After 5 years, goserelin and exemestane were stopped and she was found to be biochemically post-menopausal. She was commenced on letrozole to complete a further 5 years of adjuvant treatment in view of her poor prognostic features at presentation. Her surveillance BMD scan at 8 years demonstrated osteopenia, with a T score of −1.8 in the lumbar spine. She was started on an oral bisphosphonate until she completed letrozole; her BMD scan after 10 years of adjuvant endocrine therapy was normal.

One year later she presented with liver and bone metastatic disease. She was commenced on capecitabine chemotherapy and zoledronic acid (4 mg IV every 3 months, after initial loading with 4 mg every 4 weeks for 9 doses). She had a good response to treatment on follow-up imaging.

After 11 months of treatment she fell off a curb as her leg ‘gave way’. She was admitted to A+E. She reported a 4 week history of right hip pain.

On examination she had a shortened, externally rotated right leg with associated thigh swelling.

Her routine bloods including Ca 15-3 were unremarkable.

Plain radiographs demonstrated a transverse subtrochanteric fracture of her right femur. There were no lytic or sclerotic lesions. The radiographer commented that there was bilateral beaking of the subtrochanteric cortices. She had restaging with a CT and bone scan which demonstrated stable disease and no new bone lesions.

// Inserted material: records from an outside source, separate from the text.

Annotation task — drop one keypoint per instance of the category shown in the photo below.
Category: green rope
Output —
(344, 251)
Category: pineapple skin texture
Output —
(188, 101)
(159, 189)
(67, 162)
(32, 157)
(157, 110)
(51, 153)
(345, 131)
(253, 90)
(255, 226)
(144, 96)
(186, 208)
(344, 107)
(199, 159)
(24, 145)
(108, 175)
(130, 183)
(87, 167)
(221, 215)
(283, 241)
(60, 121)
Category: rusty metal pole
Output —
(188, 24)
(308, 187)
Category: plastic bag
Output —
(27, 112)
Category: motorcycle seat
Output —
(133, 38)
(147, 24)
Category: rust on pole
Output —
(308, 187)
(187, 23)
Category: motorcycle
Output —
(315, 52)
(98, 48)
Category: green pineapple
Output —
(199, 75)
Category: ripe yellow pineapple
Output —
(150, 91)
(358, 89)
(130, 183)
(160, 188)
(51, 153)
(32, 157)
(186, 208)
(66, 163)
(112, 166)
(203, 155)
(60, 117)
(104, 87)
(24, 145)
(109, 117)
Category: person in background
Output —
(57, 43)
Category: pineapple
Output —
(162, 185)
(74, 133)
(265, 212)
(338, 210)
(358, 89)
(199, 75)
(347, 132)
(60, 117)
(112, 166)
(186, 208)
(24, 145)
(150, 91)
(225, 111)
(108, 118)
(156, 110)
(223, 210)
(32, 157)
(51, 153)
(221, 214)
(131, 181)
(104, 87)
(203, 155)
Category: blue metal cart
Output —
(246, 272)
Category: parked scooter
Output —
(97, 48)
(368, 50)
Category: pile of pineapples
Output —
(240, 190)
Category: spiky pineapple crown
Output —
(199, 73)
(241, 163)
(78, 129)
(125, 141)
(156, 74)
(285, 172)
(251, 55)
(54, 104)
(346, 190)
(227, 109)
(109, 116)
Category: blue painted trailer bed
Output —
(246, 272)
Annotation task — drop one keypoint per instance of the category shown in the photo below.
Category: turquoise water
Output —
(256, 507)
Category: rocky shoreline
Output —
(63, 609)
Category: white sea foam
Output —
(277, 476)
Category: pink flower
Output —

This presentation was consistent with a bisphosphonate-related stress fracture of her right femur. She had an intra-medullary nail fixation. Her bisphosphonates were discontinued. She had radiographic changes in the asymptomatic contralateral femur; these were managed by minimal weight-bearing and MRI surveillance until resolution of bone oedema in keeping with a healed stress fracture. Should she develop pain she will be referred for an orthopaedic review to consider a prophylactic femoral nail to prevent fracture.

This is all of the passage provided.